Neutrophils in COVID-19 patients show increased survival compared to neutrophils from healthy donors
Neutrophil populations detected in blood from COVID-19 patients showed significantly higher expression of CD47, compared to healthy donors, which is a molecular “don’t eat me” signal that inhibits phagocytosis of the expressing cell and prolongs survival (MFI ± SD of 2204 ± 631 and 1323 ± 231, respectively; p< 0.0001; Fig. 3A). On average, 32% (±13%) of neutrophils from COVID-19 patients showed CD47 compared to 25% (±15%) in healthy donors (p< 0.05; Fig. 3b). The expression of CD36, which is an “eat me” signal, was not significantly different between groups (Fig. 3CD).
Low expression of CD49 on neutrophils in COVID-19 patients indicates increased migration to lung tissue
CD49† neutrophils accumulate in the lungs during viral infections12† Expression of CD49 is also increased on the surface of senescent neutrophils. COVID-19 patients had about 50% CD49† neutrophils in the blood in contrast to healthy controls, where more than 80% of the neutrophils in the blood expressed CD49 (49.3 ± 21.4 vs. 81.9 ± 14.6; p< 0.0001; Fig. 4A). MFI of CD49 on neutrophils was also lower compared to healthy controls. However, this finding did not reach statistical significance (p= 0.051, fig. 4b). Low expression of CD49 on neutrophils in the blood indicates that neutrophils highly migrate to peripheral tissues, including lungs, during SARS-CoV-2 infection, and that they are of young age.
COVID-19 patients have high levels of NET markers in their plasma
Consistent with previous research, plasma levels of circulating cell-free DNA (cf-DNA) and cell-free nucleosomes were significantly higher in patients with COVID-19 compared to healthy subjects (median (IQR) of 98.2 (88.7-120.3) ) vs. 78.9 (75.6-83.3); p< 0.0001 and 0.47 (0.29-0.95) vs. 0.16 (0.12-0.26); p< 0.0001; Fig. 5A–B). Expression of those markers indicates formation of NETs in the blood of affected patients.
High-dimensional cluster analysis reveals neutrophil clusters characterized by prolonged hyperreactivity
To extend the findings, we processed data as described in the Methods section and mapped the neutrophil populations on t‐SNE composite plots, which revealed clear localizations of neutrophil populations in COVID-19 patients and healthy controls. Phenograph analysis revealed 17 unique clusters in t‐SNE space. The detailed characterization of clusters is attached as Supplementary Table 1† figure 6 shows the distribution and localization of neutrophils in all study participants (Fig. 6A), COVID-19 patients only (Fig. 6B) and healthy controls only (Fig. 6C).

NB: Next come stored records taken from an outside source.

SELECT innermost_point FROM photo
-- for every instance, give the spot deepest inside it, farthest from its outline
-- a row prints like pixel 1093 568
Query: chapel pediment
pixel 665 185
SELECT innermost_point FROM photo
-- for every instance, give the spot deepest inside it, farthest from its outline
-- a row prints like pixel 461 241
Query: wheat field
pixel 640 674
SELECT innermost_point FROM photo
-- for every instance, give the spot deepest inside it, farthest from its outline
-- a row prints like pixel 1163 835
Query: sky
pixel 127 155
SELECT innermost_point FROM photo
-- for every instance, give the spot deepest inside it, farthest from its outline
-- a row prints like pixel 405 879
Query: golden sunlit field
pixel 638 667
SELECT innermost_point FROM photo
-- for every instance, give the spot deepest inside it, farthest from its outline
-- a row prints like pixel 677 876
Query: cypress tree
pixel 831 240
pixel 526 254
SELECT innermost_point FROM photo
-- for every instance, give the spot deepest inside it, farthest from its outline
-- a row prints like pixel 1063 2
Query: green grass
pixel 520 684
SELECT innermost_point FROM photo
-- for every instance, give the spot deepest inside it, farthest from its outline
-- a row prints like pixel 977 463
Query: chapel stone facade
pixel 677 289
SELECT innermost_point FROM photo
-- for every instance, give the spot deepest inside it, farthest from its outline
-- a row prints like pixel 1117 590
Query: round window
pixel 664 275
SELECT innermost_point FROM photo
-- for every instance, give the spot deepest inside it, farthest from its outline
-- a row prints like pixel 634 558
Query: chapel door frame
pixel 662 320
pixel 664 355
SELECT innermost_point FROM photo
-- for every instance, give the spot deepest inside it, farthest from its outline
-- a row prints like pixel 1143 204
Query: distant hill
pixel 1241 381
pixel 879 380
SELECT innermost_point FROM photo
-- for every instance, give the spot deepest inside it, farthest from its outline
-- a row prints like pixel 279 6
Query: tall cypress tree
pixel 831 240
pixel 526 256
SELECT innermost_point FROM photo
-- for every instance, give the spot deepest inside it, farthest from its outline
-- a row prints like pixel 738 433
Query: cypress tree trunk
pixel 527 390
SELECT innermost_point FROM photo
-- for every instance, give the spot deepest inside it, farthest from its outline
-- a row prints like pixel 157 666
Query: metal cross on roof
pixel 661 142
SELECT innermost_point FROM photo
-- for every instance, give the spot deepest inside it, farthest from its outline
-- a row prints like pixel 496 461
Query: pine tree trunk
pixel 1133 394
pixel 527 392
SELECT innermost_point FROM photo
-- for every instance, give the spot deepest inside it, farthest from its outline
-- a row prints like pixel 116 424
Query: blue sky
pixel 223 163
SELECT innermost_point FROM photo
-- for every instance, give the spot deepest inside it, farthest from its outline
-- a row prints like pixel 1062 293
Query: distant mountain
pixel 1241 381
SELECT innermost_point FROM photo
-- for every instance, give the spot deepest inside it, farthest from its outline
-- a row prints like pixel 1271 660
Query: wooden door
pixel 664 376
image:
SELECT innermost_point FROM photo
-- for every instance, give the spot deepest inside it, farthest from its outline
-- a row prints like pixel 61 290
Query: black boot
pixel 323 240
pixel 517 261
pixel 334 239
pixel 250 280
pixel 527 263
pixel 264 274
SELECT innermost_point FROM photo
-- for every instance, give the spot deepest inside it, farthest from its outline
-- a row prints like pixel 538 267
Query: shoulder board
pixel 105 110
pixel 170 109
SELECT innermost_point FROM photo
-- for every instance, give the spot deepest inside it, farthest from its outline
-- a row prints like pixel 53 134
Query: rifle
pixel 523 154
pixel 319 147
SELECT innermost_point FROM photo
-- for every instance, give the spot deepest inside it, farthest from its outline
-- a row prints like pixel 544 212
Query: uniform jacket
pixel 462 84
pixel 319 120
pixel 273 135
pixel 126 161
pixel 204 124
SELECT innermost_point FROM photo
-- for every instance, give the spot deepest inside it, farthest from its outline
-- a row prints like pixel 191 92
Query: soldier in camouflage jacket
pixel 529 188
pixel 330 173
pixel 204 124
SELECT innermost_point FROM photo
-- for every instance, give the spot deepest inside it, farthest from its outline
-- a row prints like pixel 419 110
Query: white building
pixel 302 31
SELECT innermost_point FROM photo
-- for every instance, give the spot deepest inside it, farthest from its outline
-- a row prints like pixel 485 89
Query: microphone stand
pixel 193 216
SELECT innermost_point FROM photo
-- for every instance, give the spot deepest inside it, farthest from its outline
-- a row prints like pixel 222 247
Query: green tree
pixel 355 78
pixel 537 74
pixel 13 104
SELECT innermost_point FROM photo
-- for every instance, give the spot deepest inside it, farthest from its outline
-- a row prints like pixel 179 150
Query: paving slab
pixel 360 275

t‐SNE plots generated after data concatenation with hierarchical clustering of expression intensity (z-score) for each of the indicated markers in each cluster inferred using Phenograph. †A) Overview of all 17 clusters delineated within concatenated data for all analyzed samples. †B) Phenograph-derived cluster pattern in healthy individuals. †C) Phenograph-derived cluster pattern in COVID-19 patients. COVID-19-associated neutrophils were mainly located in clusters 1, 3, 5, 7, 10-12, 14 and 16. Neutrophils from healthy controls were grouped in clusters 2, 4, 6, 8, 9, 13, 15 and 17 .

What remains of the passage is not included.